His brows lift. “Did you just say I was being a cock?”

“Ugh. I meant, you know, like a big dick. No, wait—” I groan. “Fine, yeah. Cock works. You were being one.”

“Am I making you nervous?”

He’s disturbingly perceptive. “Being nervous is like ninety percent of my personality.”

“Mm.” He shrugs and pulls a leather notebook from his pocket, flipping it open.

“What’s that?”

“My list.”

I lean in, squinting at the page—but really, it’s the cedar, road dust, and faint sting of Bengay that makes my stomach cartwheel. “I could help you get started on that.”

“Thanks.”

He follows me down the first aisle toward roofing. He looks like he wants to do this in silence. Unfortunately for both of us, I’m the kind of person who fills silence with packing peanuts. “So, are you actually here for Wild Trails?”

“No.”

My pulse jumps. That means I still have a shot at that prize money, as long as I find a partner.

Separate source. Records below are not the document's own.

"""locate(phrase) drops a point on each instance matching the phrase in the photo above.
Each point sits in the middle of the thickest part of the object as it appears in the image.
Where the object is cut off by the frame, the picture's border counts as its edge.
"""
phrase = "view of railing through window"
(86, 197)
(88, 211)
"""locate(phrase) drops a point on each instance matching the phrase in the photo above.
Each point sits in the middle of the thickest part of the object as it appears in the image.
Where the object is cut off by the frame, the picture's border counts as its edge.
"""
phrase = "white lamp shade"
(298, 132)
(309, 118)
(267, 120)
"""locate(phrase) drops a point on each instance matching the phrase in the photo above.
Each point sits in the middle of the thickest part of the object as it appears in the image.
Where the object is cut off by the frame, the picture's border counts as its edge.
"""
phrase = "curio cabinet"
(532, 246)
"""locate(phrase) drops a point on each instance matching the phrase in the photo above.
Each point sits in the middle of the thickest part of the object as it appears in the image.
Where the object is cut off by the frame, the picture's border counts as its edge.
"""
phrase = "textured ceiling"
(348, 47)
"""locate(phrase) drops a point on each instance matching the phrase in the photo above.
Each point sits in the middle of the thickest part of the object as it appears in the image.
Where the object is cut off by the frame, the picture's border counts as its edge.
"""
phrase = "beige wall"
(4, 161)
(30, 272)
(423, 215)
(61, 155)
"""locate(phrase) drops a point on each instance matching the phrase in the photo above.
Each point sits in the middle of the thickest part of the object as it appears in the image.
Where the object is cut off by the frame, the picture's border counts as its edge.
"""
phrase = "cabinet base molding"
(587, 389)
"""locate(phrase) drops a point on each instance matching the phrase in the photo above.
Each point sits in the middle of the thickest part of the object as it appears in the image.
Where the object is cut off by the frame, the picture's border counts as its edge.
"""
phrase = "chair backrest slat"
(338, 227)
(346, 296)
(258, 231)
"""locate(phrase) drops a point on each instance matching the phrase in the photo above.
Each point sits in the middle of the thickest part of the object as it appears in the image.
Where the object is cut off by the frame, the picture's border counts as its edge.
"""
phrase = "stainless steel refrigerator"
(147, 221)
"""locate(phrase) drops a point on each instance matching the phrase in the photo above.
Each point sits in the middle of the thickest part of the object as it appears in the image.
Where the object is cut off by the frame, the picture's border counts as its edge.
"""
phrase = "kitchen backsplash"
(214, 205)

“Are you?” He says it like a question, but there’s judgment tucked inside.

“Yes,” I answer, like I didn’t make the call two minutes ago.

“Good luck with that.”

“Your first impression is improving.” I smile.

“With me, it’s usually downhill from here.”

“Noted,” I say and wave at the shelves. “Well, here’s the roof stuff. Roof things, roof screws, roof plans. Basically a roof wonderland.”

“Is there someone here who knows what they’re talking about?” His tone is mild, but the dig lands.

“You were right,” I sigh. “It is all downhill from there.”

“Don’t take it personally. I don’t know much about any of this either.”

“Oh good,” I say brightly. “We can be the incompetent newbies together!” He remains unamused, which makes me almost feel bad for him. “I’ll get Cody,” I relent. “He’s the owner. He can talk shingles until you beg for mercy.”

“Appreciate it.”

I start to leave, then pause, looking back at him. “Just put in a good word for me, okay? First week and all. Consider it payback for calling me an old beast.”

This time, he almost smiles for real. “Will do.”

And that should be the end of it, but my pulse is still sprinting when I round the corner.